Pressemitteilung Archiv 2012

Todesfalle „Kupplungsbereich“

BBSB fordert Münchens Oberbürgermeister Christian Ude zum Handeln auf

München, 18.01.12

Am 28. Dezember 2011 ereignete sich erneut ein tragischer Unfall in der Münchner U-Bahn: Weil er die Tür mit dem Langkupplungsbereich zweier U-Bahnzüge verwechselte, stürzte ein blinder Fahrgast in die Gleise und erlitt schwere Kopfverletzungen. Ob er wieder gesund wird, ist derzeit völlig ungewiss. Er ist der neunte Fahrgast, der im Laufe des letzten Jahres in München ins U-Bahngleis stürzte.

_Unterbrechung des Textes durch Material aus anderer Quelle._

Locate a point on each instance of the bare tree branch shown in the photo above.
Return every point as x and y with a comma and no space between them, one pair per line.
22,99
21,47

Alle vorhandenen Sicherheitssysteme hätten funktioniert, teilte die MVG über die Presse mit. Diese haben aber nur deshalb funktioniert, weil andere Fahrgäste sie ausgelöst haben. Außerdem sind diese Sicherheitssysteme darauf ausgerichtet, das Anfahren des Zuges im Notfall zu verhindern, nicht aber einem Sturz in den Langkupplungsbereich vorzubeugen.

In einem Brief vom 3. Januar 2012 ruft der Bayerische Blinden- und Sehbehindertenbund e.V. (BBSB) Münchens Oberbürgermeister Christian Ude dazu auf, Maßnahmen für mehr Sicherheit in der U-Bahn zu ergreifen:

„Sehr geehrter Herr Oberbürgermeister, wir fordern Sie auf, sorgen Sie jetzt für Sicherheitssysteme in den Münchner Verkehrsanlagen, die dem aktuellen Stand der Technik entsprechen. Elektronische Gleisbettüberwachung und Sicherung des Langkupplungsbereichs jetzt!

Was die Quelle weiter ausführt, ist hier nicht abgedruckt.